Now, run the CNN on multiple computers. Assume that we are on a working
directory of the root computer, such as `~/train`, and MXNet is built as `~/mxnet`.
1. Pack the _MXNet_ Python library into this working directory for easy
synchronization:
```bash
cp -r ~/mxnet/python/mxnet .
cp ~/mxnet/lib/libmxnet.so mxnet/
```
And then copy the training program:
```bash
cp ~/mxnet/example/image-classification/*.py .
cp -r ~/mxnet/example/image-classification/common .
```
2. Prepare a host file with all slaves private IPs. For example, `cat hosts`:
```bash
172.30.0.172
172.30.0.171
```
3. Assuming that there are two computers, train the CNN using two workers:
```bash
../../tools/launch.py -n 2 -H hosts --sync-dir /tmp/mxnet python train_mnist.py --kv-store dist_sync
```
***Note:*** Sometimes the jobs linger at the slave computers even though you've pressed `Ctrl-c`
at the root node. To terminate them, use the following command:
```bash
cat hosts | xargs -I{} ssh -o StrictHostKeyChecking=no {} 'uname -a; pgrep python | xargs kill -9'
```
***Note:*** The preceding example is very simple to train and therefore isn't a good
benchmark for distributed training. Consider using other [examples](https://github.com/dmlc/mxnet/tree/master/example/image-classification).
### More Options
#### Use Multiple Data Shards
It is common to pack a dataset into multiple files, especially when working in a distributed environment.

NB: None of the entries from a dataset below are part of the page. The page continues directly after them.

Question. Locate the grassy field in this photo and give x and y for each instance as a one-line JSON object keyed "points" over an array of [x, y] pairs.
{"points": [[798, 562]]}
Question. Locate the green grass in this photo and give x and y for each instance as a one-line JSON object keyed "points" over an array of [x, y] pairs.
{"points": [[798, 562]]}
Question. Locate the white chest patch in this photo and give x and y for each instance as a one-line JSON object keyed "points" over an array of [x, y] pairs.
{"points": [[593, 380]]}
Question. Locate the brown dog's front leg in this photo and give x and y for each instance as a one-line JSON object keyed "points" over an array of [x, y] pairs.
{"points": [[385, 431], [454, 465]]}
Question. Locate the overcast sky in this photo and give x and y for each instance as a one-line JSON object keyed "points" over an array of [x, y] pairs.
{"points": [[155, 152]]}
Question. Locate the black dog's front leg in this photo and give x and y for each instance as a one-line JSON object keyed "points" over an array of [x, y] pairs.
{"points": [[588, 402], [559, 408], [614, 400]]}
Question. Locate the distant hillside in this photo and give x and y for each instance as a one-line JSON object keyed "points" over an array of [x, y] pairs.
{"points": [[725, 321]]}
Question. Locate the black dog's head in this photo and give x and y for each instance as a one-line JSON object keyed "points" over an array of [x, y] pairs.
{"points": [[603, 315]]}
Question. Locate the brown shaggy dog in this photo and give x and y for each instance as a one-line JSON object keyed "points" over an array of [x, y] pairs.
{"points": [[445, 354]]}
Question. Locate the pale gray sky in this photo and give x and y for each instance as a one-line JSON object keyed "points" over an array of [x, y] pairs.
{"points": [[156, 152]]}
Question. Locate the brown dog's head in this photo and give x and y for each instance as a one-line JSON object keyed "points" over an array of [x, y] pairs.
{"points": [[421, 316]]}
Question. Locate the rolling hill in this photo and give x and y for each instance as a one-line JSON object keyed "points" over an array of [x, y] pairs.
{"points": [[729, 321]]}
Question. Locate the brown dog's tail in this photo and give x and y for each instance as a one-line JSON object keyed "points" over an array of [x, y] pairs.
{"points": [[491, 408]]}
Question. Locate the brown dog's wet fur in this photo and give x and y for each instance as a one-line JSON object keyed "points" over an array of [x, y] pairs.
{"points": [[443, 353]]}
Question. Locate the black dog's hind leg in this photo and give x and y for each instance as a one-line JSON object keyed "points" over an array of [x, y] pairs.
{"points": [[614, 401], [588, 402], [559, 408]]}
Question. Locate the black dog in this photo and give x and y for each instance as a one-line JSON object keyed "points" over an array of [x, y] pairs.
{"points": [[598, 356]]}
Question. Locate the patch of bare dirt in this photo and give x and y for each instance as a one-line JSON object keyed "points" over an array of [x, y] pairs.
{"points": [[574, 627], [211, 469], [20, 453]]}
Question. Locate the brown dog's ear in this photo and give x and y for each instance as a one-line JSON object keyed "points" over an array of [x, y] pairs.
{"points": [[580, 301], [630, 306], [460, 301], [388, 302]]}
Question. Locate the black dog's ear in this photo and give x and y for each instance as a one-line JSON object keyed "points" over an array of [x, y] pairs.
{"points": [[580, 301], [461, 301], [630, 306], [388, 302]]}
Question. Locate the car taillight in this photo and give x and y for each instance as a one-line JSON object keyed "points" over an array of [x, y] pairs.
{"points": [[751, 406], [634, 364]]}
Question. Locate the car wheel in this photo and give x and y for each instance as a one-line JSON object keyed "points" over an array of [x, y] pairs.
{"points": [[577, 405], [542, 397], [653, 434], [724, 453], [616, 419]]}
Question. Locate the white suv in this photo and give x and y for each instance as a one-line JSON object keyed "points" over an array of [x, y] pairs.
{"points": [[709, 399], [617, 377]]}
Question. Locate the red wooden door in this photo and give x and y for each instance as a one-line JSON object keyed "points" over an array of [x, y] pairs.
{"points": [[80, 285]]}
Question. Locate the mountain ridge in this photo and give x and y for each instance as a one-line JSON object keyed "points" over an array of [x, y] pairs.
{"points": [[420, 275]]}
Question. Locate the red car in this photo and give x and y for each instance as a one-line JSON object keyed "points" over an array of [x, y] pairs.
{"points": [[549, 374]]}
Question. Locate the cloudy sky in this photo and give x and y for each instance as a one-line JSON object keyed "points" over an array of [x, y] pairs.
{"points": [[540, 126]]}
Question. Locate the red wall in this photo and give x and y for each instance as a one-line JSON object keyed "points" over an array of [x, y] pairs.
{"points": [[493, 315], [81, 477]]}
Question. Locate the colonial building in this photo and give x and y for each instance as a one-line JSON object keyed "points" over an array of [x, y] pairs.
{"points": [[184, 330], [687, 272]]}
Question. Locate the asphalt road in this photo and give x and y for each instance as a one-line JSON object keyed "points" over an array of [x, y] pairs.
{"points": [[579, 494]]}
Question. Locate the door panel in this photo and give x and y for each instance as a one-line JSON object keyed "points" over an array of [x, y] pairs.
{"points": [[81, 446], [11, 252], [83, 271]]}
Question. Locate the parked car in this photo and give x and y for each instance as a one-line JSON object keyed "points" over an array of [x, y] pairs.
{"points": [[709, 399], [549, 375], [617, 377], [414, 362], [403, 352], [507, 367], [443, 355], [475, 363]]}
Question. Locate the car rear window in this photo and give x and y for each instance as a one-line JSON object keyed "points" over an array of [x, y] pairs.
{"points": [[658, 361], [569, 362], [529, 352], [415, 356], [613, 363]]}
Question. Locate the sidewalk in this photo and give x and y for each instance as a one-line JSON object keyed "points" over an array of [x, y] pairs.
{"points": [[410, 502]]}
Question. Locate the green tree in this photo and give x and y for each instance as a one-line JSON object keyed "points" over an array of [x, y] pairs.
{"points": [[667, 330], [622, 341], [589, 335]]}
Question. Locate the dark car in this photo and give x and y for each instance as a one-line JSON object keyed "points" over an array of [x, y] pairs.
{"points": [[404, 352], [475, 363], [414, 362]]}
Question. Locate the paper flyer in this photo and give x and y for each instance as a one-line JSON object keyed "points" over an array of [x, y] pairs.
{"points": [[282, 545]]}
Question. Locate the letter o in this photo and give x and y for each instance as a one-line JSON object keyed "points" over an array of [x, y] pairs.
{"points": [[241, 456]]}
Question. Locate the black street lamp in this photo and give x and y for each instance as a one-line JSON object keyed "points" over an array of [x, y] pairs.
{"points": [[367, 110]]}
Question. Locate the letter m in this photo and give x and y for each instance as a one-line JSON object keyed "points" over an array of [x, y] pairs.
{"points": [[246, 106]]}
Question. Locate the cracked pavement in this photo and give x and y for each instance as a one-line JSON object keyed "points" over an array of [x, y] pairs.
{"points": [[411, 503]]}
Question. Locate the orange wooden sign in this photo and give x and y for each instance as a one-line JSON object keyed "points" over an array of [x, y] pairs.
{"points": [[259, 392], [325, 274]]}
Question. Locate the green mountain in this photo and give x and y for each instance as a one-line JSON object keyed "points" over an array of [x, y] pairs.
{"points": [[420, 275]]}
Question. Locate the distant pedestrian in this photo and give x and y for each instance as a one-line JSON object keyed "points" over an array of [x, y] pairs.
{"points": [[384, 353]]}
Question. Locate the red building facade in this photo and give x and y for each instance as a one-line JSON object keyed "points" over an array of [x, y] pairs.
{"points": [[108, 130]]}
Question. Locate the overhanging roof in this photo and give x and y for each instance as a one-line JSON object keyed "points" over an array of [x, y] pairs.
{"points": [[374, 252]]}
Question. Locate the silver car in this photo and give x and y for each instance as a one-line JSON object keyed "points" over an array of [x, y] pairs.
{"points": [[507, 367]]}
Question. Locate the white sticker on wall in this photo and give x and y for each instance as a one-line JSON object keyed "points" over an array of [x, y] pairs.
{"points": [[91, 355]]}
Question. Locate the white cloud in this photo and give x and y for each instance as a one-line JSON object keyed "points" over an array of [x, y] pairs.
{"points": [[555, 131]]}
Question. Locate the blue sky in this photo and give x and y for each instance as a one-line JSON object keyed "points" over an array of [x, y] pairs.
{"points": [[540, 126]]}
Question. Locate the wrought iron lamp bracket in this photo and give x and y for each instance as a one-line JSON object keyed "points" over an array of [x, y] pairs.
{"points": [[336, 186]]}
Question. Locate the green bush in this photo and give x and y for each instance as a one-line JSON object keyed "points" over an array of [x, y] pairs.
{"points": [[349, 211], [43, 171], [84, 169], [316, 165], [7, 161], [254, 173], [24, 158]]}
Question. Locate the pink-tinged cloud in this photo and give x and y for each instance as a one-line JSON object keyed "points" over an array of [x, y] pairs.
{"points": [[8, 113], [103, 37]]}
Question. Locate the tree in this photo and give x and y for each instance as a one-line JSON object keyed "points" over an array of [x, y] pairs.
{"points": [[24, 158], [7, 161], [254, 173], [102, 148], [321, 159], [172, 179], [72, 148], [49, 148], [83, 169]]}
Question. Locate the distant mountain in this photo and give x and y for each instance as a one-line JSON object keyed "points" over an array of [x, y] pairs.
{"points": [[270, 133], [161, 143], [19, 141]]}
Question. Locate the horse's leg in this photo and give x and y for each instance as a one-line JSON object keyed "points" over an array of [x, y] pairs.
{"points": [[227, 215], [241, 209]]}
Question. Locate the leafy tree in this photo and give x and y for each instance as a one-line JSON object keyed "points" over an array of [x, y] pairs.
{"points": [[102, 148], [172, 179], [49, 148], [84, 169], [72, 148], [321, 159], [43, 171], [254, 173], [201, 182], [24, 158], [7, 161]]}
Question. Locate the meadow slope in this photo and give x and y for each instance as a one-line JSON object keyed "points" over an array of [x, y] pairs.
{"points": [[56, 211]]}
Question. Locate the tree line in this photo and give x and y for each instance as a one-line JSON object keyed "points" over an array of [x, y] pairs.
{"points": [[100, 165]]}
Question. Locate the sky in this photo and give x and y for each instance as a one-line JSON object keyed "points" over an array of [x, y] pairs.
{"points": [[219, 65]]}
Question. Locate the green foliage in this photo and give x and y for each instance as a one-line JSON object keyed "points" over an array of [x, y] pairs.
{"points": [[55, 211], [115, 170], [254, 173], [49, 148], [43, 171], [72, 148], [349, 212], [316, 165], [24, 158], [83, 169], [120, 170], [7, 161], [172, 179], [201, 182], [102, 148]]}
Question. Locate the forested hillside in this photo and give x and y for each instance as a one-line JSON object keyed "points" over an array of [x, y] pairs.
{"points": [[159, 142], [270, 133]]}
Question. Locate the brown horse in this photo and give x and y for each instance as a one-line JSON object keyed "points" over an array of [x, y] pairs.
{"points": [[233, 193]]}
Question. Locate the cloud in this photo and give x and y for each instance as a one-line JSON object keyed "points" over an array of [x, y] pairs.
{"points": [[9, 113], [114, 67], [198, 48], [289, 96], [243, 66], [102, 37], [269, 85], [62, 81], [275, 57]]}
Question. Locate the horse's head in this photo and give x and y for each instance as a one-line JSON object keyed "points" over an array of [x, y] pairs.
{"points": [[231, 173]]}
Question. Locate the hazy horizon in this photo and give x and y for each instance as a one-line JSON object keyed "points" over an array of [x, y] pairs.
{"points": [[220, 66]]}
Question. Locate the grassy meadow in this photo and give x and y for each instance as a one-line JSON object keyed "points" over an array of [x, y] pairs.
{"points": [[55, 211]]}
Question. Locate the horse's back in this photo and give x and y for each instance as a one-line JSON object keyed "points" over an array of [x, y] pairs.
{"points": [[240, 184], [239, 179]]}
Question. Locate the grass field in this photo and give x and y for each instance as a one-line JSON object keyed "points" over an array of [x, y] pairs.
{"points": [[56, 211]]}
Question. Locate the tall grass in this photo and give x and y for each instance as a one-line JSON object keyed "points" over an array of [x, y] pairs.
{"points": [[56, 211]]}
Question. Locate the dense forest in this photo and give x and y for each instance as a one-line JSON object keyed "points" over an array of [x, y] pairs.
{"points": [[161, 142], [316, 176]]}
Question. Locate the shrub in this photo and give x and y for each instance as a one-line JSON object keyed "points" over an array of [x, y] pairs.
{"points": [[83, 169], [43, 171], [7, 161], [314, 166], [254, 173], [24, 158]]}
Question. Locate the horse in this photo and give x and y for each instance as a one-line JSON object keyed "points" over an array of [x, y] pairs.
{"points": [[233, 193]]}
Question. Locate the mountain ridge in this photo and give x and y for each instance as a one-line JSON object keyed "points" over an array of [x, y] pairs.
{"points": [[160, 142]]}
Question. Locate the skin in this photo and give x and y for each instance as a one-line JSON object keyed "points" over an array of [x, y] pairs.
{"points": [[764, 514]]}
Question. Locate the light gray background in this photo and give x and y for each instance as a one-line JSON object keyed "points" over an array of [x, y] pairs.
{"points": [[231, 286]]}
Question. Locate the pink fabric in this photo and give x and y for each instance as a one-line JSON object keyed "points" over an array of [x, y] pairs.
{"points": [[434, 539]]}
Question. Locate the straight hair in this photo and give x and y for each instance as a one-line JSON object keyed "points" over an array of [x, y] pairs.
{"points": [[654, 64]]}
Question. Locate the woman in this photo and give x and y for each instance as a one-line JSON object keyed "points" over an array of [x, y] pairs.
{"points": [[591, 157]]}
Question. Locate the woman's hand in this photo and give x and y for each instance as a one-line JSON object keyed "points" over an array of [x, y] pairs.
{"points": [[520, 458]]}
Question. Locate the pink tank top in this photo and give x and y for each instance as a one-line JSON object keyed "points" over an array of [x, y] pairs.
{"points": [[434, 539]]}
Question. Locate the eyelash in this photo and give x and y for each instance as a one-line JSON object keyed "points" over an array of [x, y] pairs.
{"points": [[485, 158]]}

_MXNet_ supports direct loading from multiple data shards.
Put all of the record files into a folder, and point the data path to the folder.
#### Use YARN and SGE
Although using SSH can be simple when you don't have a cluster scheduling framework,
_MXNet_ is designed to be portable to various platforms.
We provide scripts available in [tracker](https://github.com/dmlc/dmlc-core/tree/master/tracker)
to allow running on other cluster frameworks, including Hadoop (YARN) and SGE.
We welcome contributions from the community of examples of running _MXNet_ on your favorite distributed platform.